When you “crack” your knuckles:
• Joint distraction occurs — you stretch the joint capsule slightly, creating negative pressure inside.
• Gas bubbles form and collapse in the synovial fluid (mainly carbon dioxide and nitrogen). This process is known as cavitation.
• The audible “pop” is the sound of these gas bubbles rapidly forming or collapsing. (Kawchuk et al., 2015, PLOS ONE).
Importantly, this is a physiological response — not a sign of damage. After cracking, it usually takes around 20 minutes before you can do it again, as the gases re-dissolve into the synovial fluid.
Is It Harmful? What does the research really say?

The strongest myth around knuckle cracking is its supposed link to arthritis.
Multiple studies have investigated this:
• Donald Unger’s famous experiment: He cracked the knuckles of one hand for 60 years while leaving the other untouched. Result?
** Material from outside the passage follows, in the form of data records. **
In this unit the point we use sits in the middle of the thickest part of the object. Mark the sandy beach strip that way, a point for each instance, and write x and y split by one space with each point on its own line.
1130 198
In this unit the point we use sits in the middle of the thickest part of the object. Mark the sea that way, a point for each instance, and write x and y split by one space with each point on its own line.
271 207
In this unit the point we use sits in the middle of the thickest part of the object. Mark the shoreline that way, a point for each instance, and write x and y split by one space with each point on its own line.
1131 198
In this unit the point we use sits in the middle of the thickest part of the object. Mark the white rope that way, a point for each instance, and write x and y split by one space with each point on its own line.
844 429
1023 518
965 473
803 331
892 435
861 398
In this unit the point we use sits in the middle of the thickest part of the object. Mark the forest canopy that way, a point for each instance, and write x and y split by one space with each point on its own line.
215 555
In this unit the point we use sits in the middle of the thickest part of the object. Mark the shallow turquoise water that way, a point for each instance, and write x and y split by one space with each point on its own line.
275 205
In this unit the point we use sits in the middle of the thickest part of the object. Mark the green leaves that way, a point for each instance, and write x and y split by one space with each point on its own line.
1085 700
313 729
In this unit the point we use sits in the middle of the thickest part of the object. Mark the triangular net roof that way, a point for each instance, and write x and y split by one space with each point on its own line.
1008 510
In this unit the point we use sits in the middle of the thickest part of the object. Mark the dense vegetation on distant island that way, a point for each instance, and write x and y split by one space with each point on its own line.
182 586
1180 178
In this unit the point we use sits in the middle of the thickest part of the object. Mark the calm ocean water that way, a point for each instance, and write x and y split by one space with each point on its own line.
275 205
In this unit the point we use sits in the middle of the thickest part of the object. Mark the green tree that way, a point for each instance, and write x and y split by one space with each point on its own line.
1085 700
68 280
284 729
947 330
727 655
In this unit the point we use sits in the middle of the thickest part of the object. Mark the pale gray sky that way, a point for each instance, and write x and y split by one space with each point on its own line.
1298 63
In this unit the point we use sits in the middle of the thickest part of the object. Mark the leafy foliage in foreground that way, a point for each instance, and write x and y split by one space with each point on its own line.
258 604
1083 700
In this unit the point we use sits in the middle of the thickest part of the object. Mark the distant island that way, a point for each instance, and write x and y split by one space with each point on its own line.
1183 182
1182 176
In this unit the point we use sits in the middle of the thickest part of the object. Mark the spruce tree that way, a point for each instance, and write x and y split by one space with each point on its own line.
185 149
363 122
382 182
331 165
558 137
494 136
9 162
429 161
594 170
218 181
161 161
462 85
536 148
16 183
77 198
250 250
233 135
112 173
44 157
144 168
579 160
No difference in arthritis between the two hands (Unger, 1998, Arthritis & Rheumatism).
• Lederer et al. (1990): A radiographic study of long-term knuckle crackers found no increased risk of osteoarthritis compared to non-crackers.
• Castellanos & Axelrod (1990): While knuckle cracking was not associated with arthritis, frequent crackers did show slightly higher rates of hand swelling and reduced grip strength — possibly due to repeated stretching of the joint capsule and ligaments.
So, the verdict? Knuckle cracking doesn’t cause arthritis. At worst, excessive and forceful cracking may contribute to soft tissue irritation, joint laxity, or minor hand swelling, though this is uncommon.
The Osteopathic Perspective:

From an osteopathic point of view, joint cavitation isn’t inherently negative. In fact, osteopaths and other manual therapists often use joint mobilisation and manipulation techniques that can create similar cavitation sounds.
The goal, however, is not the “crack” itself, but the therapeutic effect:
• Restoring joint motion
• Reducing muscle tension via neurological reflexes
• Improving local circulation and lymphatic flow
When patients self-crack, especially repetitively or aggressively, they may be targeting joints that are already mobile while leaving the stiffer, dysfunctional ones untreated. Over time, this could reinforce imbalance rather than resolve it. That’s why an osteopathic approach focuses on the whole body’s biomechanics, not just the sound of a joint release.
The Bottom Line:
• Knuckle cracking does not cause arthritis.
• The “pop” is simply gas bubbles forming and collapsing in synovial fluid.
• Excessive or forceful cracking may irritate soft tissues, but for most people it’s harmless.
• If you feel constant stiffness, pain, or rely on cracking for relief, it may be a sign of an underlying biomechanical issue that an osteopath can help assess and treat.
So next time someone warns you about arthritis from knuckle cracking, you can reassure them with science!

References:
• Castellanos, J., & Axelrod, D. (1990). Effect of habitual knuckle cracking on hand function. Annals of Rheumatic Diseases, 49(5), 308–309.
• Kawchuk, G. N., Fryer, J., Jaremko, J. L., Zeng, H., Rowe, L., & Thompson, R. (2015). Real-time visualization of joint cavitation. PLOS ONE, 10(4), e0119470.
• Lederer, S., et al. (1990). Knuckle cracking and hand function: A radiographic study. Arthritis & Rheumatism, 33(6), 810–813.
• Standring, S. (2021). Gray’s Anatomy: The Anatomical Basis of Clinical Practice. Elsevier.
• Unger, D. L. (1998). Does knuckle cracking lead to arthritis of the fingers? Arthritis & Rheumatism, 41(5), 949–950.